Once again the subject attracted a huge response from our readers. There was also a lively exchange in the comments section at the end of the article. It is evident that we struck a nerve with our readers:
Thank you for this article! I'm so sick of hearing sermons directed to women about how their husbands need physical intimacy. I am glad that someone recognizes the opposite problem. My husband has no idea how rejected and worthless I feel. I have spent many lonely nights crying myself to sleep over this.
I have talked to my husband many times about this, and he does nothing about it … I long to feel wanted and desired by the one I love but when he doesn’t show it, there are always others out there waiting to fill that place. When the one you love does not make the time to reach out and take the time to make love to you, it makes you feel rejected, unwanted, unloved, undesired, worthless, and leaves you very unsatisfied.
FINALLY an article that brings a major issue to the surface! … Many wives suffer silently over the rejection of their husbands. I’m just so happy to finally see FamilyLife saying it.

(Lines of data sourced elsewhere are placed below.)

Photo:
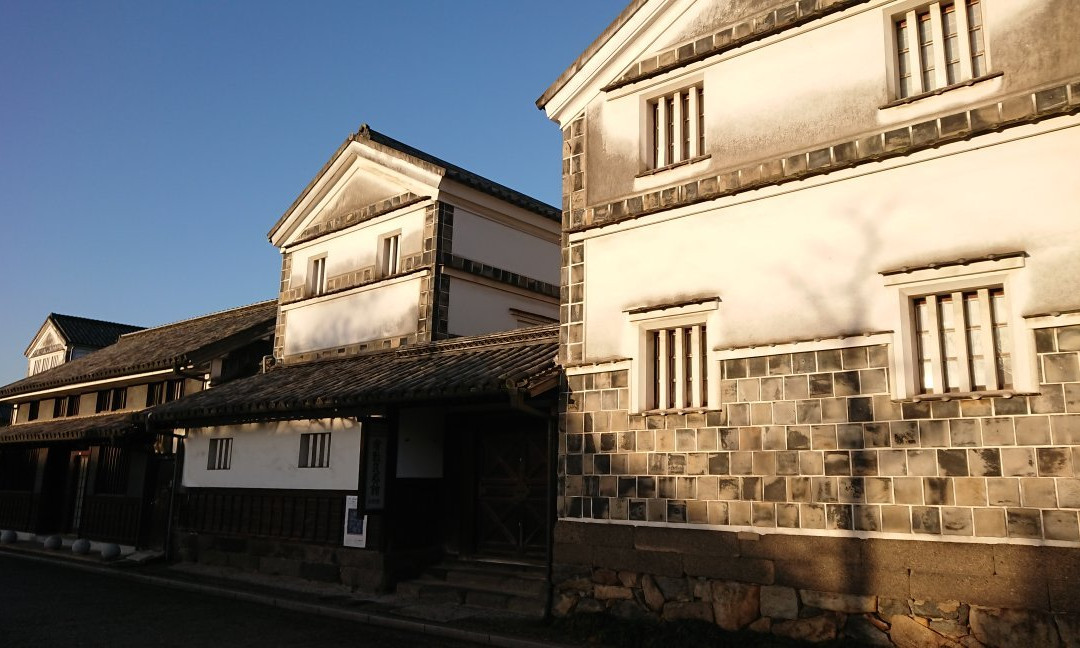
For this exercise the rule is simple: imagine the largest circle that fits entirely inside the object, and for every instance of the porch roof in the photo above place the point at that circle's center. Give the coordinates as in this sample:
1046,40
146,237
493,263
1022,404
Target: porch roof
106,426
522,362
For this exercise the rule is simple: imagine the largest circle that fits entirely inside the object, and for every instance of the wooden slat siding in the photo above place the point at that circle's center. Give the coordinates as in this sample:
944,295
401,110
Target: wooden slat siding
110,518
304,516
16,510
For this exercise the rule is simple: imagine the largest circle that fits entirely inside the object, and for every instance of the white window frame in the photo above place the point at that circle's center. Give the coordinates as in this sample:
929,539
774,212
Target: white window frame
658,151
1003,272
316,275
909,11
644,323
219,454
390,254
314,450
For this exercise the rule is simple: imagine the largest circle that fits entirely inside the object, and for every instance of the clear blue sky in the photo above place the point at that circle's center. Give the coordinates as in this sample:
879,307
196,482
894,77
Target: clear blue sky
146,148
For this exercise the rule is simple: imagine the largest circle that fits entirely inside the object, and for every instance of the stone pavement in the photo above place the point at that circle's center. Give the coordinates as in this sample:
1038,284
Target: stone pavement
440,621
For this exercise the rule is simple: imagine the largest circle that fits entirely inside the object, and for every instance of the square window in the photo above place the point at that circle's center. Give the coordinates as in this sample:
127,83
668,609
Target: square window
936,45
675,130
958,333
672,361
219,456
962,342
316,277
314,449
390,255
677,367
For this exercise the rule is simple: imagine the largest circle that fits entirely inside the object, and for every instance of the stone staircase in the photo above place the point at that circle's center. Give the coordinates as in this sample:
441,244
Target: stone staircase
512,586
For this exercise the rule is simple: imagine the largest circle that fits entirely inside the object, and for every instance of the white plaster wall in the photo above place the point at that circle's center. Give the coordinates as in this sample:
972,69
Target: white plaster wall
805,261
266,456
420,444
359,246
476,308
484,240
367,313
811,86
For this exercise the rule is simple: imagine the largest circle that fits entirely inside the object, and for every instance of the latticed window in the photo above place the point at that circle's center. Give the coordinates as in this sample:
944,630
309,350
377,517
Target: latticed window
963,341
937,45
219,456
314,449
677,126
677,367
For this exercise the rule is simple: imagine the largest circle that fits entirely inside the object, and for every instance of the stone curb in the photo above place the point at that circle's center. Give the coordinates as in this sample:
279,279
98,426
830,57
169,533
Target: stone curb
298,606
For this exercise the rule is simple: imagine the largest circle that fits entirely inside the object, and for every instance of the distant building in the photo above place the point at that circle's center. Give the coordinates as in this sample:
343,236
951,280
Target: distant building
78,460
397,426
822,314
67,337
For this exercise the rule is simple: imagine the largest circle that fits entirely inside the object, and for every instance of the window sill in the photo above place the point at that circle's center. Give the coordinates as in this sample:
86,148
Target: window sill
650,172
677,410
939,91
968,395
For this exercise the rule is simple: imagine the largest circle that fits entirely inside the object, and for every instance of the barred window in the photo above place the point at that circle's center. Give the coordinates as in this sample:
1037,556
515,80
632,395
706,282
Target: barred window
314,449
939,44
962,341
220,454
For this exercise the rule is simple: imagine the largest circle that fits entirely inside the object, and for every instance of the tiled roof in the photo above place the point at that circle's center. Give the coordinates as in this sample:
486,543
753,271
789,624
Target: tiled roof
67,429
454,172
83,332
484,366
159,348
580,62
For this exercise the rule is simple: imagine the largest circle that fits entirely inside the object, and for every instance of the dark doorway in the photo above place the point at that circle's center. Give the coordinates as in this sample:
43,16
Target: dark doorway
511,487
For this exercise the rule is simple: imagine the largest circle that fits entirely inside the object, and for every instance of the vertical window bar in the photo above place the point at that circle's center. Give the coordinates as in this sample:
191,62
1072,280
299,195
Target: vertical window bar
952,43
977,49
661,132
692,123
670,131
903,59
990,352
679,368
662,379
925,30
936,30
653,352
701,121
960,342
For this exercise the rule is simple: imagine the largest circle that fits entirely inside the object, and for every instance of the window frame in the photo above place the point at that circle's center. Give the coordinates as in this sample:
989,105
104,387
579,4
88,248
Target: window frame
315,280
697,144
905,11
390,254
219,453
647,322
314,457
1002,272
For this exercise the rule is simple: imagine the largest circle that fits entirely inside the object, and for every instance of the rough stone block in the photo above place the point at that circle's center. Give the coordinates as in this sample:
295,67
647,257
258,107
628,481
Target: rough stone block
839,603
734,605
779,602
1013,628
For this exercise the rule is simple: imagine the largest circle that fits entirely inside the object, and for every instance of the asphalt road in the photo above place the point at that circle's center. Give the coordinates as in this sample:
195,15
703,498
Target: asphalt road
43,605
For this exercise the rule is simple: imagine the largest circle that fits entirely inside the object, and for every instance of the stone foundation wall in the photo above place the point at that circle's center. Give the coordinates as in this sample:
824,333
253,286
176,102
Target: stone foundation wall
813,442
875,591
362,569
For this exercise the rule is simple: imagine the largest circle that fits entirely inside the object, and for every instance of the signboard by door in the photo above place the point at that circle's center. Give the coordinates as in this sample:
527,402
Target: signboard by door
355,524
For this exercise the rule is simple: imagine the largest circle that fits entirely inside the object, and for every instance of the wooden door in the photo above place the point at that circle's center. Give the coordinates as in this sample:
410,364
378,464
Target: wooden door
511,489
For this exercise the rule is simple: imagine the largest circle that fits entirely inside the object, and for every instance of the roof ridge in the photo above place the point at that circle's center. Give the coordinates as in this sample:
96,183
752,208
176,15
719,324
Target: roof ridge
94,320
197,318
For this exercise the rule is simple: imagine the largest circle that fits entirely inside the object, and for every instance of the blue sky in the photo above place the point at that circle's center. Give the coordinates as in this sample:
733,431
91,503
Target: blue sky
146,148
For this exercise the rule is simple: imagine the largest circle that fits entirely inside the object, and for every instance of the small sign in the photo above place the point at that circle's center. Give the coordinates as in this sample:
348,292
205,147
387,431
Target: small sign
355,525
375,473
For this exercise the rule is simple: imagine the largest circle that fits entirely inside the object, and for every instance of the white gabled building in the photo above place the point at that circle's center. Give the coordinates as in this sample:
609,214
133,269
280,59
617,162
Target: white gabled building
822,305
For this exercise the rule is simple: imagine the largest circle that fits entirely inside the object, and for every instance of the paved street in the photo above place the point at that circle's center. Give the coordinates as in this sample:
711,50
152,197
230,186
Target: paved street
53,605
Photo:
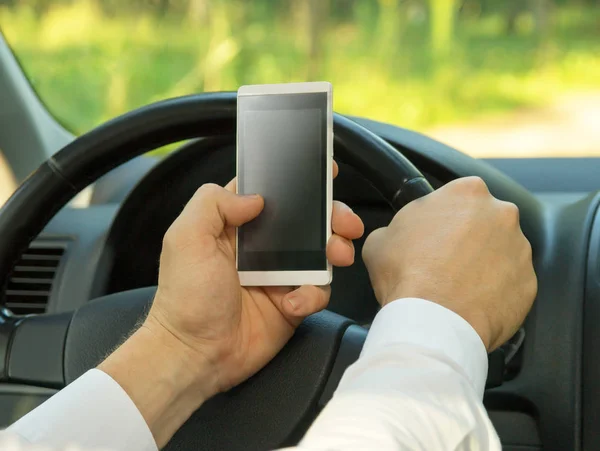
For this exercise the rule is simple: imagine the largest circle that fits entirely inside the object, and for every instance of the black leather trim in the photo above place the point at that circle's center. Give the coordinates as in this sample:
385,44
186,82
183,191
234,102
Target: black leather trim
92,155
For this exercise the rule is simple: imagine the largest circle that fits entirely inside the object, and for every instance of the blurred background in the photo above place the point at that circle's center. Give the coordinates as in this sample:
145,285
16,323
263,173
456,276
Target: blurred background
494,78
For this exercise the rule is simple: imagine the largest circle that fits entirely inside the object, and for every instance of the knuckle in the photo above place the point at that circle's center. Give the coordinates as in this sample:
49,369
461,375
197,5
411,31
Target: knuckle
208,190
473,185
171,238
510,212
372,242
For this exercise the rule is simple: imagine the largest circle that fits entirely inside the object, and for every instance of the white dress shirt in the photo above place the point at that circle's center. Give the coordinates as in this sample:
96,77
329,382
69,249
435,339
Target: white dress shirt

Most people have no idea how deep the sadness reaches when your husband does not want you and puts you on a shelf. When people pay you compliments it makes you want to throw up. Because everyone thinks you’re pretty but the one person you want to think so. This pain is the most soul rotting feeling I have ever known and I must know it alone.
It’s important to remember that studies show most married couples report a high level of satisfaction with their sex lives. But reading through the online comments from our readers reveals the despair that many couples feel over this issue. (Included in the comments were a number of e-mails from husbands asking why we didn’t address the opposite problem … sound familiar?)
Something else became evident in the stories told by readers: Their sexual dysfunction was usually not the cause of problems in their marriage, but the result of these problems. They illustrate a truth that is taught at our Weekend to Remember marriage getaways—that “sexual intimacy between husband and wife is a reflection of a couple’s oneness.”
In other words, difficulties in a couple’s sex life often reflect deeper issues in their relationship. Are they enjoying companionship together? Are they growing in spiritual intimacy? Is anything threatening their commitment to each other? Is there unresolved conflict?
Another issue that came up repeatedly in the comments was pornography. It is evident that porn plays a large role in the dysfunction experienced by many couples. As one wife wrote:
Being rejected deflates my sense of womanhood and femininity. It's as if I'm not a person in his eyes. Our barricade to intimacy was his porn habit/addiction. Porn and masturbation do not help a man develop communication skills, nor a desire to give during sex. The other issue coming out of this is that a wife then has to guard her heart and body from other men. Without that protection of intimacy from her husband she needs, she's left open and unprotected. Only by the grace of God was I able to resist temptation long enough to flee it. A man lost to this leaves his wife with a lonely battle. I love this man, but often I really want to be free of this lonely ache that makes me feel like his roommate but not his wife. It's not about being unattractive, it's about fantasy and reality crashing between our sheets.
There are, of course, no simple answers for situations like these. When a couple is experiencing lack of intimacy to this degree, they need to reach out beyond themselves for help. As Dennis Rainey writes, “Find a pastor, a counselor, or another godly man in whom you can confide. Do it for the sake of your marriage and family. Step out of the shadows of isolation and into the healing from the One who gives ‘every good and perfect gift’ (James 1:17).”